Em entrevista exclusiva à 89 FM nesta terça-feira, dia 12, pela primeira vez Carlos Kila falou sobre Rogério Zimmermann. Sem confirmar o acerto com o novo treinador, o dirigente evidenciou que as características do profissional estão em sintonia com a nova forma de jogador do Joinville.

Vamos começar do zero, teremos um novo enfoque. Com o orçamento ainda mais apertado, vamos buscar fazer um time com alguns jogadores mais competitivos, de uma força um pouco maior.

Com a reapresentação marcada para a próxima quinta-feira, dia 14, Kila assumiu o contato com o técnico e espera definir o novo comandante ainda nesta semana. Segundo o executivo, Rogério Zimmermann possui o perfil que o JEC está procurando no mercado.

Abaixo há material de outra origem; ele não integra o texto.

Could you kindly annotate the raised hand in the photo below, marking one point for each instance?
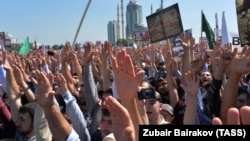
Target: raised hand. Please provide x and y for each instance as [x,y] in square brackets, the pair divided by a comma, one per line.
[123,131]
[45,94]
[126,80]
[235,117]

Trabalhei oito anos e meio com o Rogério, conheço bem a forma como ele trabalha. Ele é um vencedor, tem uma ótima gestão de grupo, faz o time jogar com um bom padrão e consegue buscar o resultado sem jogadores de tanta expressão.

A gente tem um contato com ele e podemos tomar a decisão quanto ao novo treinador até o final da tarde de hoje. Temos que aproveitar essa chance. Nem sempre o mercado te dá a oportunidade de fechar com um técnico disponível para o seu modelo de jogo.